Glacier first introduced the ticketed entry system in 2021 to manage congestion on the Going-to-the-Sun Road corridor between West Glacier and St. Mary. The new system came as Glacier was dealing with skyrocketing visitation spurred by the pandemic and people’s desire to get outside. Nearly 3 million people visited the park in 2022, making it one of the most popular national parks in the country.
In order to gain access to the Going-to-the-Sun Road, visitors currently need to purchase a $2 ticket good for three days via Recreation.gov about four months in advance of their visit or 24 hours in advance. In 2022, it was expanded to the Polebridge entry, and this year it was expanded to Many Glacier and Two Medicine. Tickets are only required between the hours of 6 a.m. and 3 p.m., until Sept. 10.
While the ticketed entry system drew ire the first few years, some visitors were especially critical of it this year, particularly the decision to expand it to the Many Glacier and Two Medicine valleys. Among the most vocal detractors has been Montana Rep. Ryan Zinke, who called for major changes, including reducing the hours a ticket was needed even further. Initially, tickets were needed from 6 a.m. to 5 p.m., and then reduced from 6 a.m. to 3 p.m. Zinke said he’d like the ticket requirement reduced further from 6 a.m. to 1 p.m.
This week’s meetings were less public forum and more meet-and-greet with park officials scattered about a conference room ready to take input from locals and encourage them to submit formal comments online.
Among those who came out Tuesday was Chris Hartzell, a wildlife photographer who lives in Columbia Falls and has visited national parks around the world. He said his experiences with the ticketed entry system were “horrible” and suggested that Glacier move to a system similar to the one at Denali National Park. There, people can drive into the park but then have to take shuttle buses to get around.
Michele DeMaris of Kalispell told Roemer that Montana residents should get first dibs on tickets into the park, a statement that got a lot of agreeable nods in the circle of people surrounding the superintendent. The idea has also gained traction online, where more than 6,800 people have signed a petition to let Montanans have first access.
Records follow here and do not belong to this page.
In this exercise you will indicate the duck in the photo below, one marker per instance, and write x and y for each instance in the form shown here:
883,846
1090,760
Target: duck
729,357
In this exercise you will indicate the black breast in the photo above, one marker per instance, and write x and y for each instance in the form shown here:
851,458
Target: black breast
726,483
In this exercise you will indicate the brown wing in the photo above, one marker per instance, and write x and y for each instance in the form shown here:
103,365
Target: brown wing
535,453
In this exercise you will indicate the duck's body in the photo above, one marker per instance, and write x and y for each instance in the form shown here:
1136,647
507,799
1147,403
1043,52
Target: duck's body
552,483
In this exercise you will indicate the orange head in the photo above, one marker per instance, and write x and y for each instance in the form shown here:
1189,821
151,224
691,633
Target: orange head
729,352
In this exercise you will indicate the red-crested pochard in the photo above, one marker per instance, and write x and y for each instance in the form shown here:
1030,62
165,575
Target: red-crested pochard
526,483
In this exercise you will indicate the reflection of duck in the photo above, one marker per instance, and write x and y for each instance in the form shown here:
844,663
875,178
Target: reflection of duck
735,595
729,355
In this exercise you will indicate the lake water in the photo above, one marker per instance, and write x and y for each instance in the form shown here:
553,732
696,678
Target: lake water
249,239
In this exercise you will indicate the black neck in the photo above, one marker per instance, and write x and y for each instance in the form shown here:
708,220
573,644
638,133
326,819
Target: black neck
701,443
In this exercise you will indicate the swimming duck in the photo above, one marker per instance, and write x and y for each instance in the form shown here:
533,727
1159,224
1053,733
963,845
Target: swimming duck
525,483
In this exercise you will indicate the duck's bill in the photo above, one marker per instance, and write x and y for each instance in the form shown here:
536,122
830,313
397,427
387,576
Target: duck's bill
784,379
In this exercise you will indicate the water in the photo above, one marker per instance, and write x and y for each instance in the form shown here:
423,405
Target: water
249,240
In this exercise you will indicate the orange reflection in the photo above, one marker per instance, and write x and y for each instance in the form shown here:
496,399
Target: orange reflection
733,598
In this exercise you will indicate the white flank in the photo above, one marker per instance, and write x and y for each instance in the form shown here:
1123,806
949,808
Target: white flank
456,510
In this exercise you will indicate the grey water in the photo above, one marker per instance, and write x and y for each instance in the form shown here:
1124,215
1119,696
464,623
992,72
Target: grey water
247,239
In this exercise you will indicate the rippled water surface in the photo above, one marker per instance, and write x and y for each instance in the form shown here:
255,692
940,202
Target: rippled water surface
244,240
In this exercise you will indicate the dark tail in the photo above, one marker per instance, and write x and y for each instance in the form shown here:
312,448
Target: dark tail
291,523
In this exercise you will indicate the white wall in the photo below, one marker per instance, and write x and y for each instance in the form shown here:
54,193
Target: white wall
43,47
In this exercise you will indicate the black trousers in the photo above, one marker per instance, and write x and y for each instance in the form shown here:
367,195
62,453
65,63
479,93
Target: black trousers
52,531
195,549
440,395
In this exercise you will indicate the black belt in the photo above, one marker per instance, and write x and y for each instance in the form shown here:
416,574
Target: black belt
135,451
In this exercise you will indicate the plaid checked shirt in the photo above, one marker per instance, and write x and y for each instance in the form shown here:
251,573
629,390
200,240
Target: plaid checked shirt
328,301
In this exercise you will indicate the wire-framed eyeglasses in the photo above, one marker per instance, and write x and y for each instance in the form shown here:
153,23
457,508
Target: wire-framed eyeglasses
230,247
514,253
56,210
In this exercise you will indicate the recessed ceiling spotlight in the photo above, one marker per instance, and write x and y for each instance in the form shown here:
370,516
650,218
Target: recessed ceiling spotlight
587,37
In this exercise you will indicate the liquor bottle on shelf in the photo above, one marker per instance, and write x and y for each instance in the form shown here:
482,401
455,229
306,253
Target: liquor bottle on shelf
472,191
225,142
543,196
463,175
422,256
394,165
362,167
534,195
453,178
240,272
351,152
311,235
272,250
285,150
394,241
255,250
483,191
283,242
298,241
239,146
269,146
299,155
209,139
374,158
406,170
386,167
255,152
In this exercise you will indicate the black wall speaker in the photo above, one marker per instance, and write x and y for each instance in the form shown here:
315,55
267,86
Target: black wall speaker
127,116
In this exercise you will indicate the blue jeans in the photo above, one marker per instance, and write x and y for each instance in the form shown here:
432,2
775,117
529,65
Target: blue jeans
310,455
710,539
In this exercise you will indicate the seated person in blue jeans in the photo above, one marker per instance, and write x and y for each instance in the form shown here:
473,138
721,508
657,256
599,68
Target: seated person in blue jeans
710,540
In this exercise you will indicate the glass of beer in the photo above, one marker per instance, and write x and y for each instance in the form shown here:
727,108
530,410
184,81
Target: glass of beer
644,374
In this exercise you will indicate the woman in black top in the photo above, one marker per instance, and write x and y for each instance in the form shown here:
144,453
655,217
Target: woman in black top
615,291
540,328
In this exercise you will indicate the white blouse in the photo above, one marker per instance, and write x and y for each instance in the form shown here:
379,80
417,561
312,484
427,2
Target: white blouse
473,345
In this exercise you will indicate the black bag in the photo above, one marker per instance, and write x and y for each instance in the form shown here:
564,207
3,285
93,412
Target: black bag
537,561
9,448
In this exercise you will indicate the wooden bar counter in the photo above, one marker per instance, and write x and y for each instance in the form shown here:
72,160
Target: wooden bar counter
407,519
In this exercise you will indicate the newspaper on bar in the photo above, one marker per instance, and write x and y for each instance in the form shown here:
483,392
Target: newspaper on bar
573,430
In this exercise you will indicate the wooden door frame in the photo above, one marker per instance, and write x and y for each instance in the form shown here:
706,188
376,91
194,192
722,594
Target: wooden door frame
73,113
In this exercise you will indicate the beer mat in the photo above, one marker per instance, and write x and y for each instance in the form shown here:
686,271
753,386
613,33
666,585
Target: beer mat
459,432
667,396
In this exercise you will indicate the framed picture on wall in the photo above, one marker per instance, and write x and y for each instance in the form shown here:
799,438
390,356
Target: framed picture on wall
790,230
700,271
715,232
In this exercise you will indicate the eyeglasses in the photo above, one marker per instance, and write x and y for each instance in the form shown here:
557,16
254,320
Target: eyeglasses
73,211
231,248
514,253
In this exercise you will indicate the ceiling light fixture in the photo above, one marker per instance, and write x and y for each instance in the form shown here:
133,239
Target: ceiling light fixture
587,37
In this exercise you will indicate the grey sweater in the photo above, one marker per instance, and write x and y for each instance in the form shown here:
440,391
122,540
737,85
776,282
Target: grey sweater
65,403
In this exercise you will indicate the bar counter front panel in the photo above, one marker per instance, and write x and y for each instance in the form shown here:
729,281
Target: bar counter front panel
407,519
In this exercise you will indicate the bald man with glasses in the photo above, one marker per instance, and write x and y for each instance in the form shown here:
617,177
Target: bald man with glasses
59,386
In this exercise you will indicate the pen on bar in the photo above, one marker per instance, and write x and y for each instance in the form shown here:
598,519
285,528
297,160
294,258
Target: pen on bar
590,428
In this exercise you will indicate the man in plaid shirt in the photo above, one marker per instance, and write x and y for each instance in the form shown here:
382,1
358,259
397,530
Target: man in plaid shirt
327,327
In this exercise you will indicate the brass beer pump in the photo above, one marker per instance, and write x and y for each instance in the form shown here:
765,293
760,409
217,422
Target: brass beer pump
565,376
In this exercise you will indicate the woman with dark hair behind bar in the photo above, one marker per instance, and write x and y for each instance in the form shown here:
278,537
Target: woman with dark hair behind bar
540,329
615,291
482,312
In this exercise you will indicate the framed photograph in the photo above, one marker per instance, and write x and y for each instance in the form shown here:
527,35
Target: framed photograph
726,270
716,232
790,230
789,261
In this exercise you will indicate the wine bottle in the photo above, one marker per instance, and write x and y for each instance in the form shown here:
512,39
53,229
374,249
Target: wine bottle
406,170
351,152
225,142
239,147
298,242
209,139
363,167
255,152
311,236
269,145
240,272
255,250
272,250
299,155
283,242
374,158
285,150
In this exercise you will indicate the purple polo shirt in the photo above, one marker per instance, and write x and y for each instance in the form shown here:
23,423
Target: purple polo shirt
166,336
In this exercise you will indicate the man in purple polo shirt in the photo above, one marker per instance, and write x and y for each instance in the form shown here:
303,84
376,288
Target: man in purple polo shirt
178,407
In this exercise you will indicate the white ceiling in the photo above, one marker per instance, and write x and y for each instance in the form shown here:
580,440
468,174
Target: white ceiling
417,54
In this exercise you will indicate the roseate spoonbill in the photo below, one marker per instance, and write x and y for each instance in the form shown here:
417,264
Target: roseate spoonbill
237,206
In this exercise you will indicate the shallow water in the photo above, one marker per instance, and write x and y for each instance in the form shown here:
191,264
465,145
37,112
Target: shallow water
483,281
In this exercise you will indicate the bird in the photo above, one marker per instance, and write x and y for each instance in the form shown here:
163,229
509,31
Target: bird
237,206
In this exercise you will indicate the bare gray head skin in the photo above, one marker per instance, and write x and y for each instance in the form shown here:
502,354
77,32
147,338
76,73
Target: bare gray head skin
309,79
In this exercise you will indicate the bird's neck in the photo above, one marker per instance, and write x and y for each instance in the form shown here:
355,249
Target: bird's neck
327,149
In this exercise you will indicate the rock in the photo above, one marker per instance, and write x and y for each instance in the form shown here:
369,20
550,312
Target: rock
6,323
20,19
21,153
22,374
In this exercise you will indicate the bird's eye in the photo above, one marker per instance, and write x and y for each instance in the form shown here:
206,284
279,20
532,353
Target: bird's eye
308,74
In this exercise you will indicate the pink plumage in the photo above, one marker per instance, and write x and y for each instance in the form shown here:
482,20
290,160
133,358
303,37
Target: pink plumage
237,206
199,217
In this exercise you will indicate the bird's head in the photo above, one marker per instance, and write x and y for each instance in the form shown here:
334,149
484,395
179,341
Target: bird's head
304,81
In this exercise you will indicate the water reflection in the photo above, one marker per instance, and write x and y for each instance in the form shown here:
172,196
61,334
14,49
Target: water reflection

But Roemer noted that park regulations do not allow him to give special treatment to anyone, regardless of where they live. DeMaris, however, argued that out-of-towners get special treatment now because if someone has a reservation inside the park, be it for a hotel room, campground or boat tour, they get automatic access.
“The locals are the ones who are not being treated equally because we’re not going to be buying hotel rooms in the park since we live here,” she said.
Roemer said that he appreciated the input people have given him in recent days (so far, the park service has received more than 800 comments from people in 45 states) and that “nothing is off the table” for tweaking the system in 2024. However, he added, the ticketed entry system has helped reduce crowding and congestion in the park.
For example, last summer, the road into the Many Glacier Valley had to be closed 57 times for two to three hours because of overcrowding. This summer, it hasn’t been closed once. And while tickets were quick to sell in July and August, it’s been easier to get them at the start and end of the season. As he stood in the conference room, Roemer cued up the reservation system on his phone and noted that there were well over 700 tickets available for the Going-to-the-Sun Road the following day.
Roemer, who became superintendent in 2022, after the ticketed entry system had already been put in place, can also get an idea of what the park looks like without it. All he has to do is walk out of his office in West Glacier at 3 p.m. and see the line of cars trying to get in after a ticket is no longer required.
“I think the system is working,” he said. “We really want to prevent unplanned and unintended closures in the park.”